What is aquaculture? Also known as aquafarming, aquaculture is the farming of aquatic organisms in both coastal and inland areas involving interventions in the rearing process to enhance production, and it is “probably the fastest growing food-producing sector and now accounts for 50 percent of the world’s fish that is used for food,” according to the Food and Agriculture Organization of the United Nations.
In the U.S., both Louisiana and Florida have thriving aquaculture systems. For example, because rice requires irrigation to grow, the lowlands of Louisiana are prime grounds for rice farming – and some Bayou State rice farmers have used their rice fields to harvest another important crop: crayfish. In fact, many rice farmers have used crawfish farming, as it’s called, to stay afloat through hard times in the rice industry.
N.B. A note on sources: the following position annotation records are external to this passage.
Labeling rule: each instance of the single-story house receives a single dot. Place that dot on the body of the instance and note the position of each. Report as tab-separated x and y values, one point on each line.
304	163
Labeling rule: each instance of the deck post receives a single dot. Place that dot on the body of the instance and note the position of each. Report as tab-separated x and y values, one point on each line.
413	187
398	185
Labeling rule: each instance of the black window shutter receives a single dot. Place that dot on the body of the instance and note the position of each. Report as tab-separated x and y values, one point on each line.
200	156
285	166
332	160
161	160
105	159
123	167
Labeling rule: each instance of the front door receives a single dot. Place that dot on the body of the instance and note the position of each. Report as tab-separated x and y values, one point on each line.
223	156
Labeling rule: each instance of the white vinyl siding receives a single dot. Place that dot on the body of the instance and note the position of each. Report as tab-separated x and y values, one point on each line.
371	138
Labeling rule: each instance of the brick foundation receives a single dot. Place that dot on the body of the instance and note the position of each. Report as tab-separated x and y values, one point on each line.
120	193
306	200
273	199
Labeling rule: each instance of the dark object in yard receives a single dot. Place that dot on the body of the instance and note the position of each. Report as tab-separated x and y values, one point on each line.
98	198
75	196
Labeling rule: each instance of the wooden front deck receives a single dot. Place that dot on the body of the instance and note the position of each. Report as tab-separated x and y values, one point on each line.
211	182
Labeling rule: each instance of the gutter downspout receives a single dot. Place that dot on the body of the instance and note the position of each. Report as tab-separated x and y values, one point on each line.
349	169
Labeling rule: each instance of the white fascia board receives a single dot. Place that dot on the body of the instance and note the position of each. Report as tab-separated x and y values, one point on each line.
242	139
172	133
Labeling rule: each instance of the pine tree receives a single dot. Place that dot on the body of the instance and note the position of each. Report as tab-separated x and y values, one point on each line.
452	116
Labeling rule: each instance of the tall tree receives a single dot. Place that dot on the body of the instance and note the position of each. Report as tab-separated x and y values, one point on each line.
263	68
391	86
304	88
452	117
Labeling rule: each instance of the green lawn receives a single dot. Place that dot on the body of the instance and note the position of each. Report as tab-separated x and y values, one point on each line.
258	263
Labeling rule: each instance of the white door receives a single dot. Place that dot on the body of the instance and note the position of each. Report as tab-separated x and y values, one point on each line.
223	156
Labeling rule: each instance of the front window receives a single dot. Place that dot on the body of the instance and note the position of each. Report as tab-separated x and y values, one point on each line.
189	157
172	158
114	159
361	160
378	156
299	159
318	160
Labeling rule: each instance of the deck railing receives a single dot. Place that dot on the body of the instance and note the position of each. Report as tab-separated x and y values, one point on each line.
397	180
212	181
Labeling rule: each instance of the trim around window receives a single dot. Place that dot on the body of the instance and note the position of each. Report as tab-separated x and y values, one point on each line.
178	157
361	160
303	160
Florida’s aquaculture industry spans a wide array of operations, from raising fish and animals for the pet industry to raising and harvesting a variety of fish and seafood for consumption. Top food fish sales in Florida come from farm-raised Tilapia and Catfish. The state’s aquaculture sector also includes the alligator industry.
According to the Florida Department of Agriculture and Consumer Services (FDACS), there are more than 1 million wild alligators in Florida’s lakes, rivers, swamps, and marshes. The Bureau of Seafood and Aquaculture Marketing, a division of FDACS, reports that there are 28 aquaculture companies in the Sunshine State that raise alligators. These companies are able to supply alligator meat, meat products, and alligator skins from raw to fully processed and ready to be made into consumer goods. Alligator skins are popular for use in luxury goods like shoes, belts, bags, and more.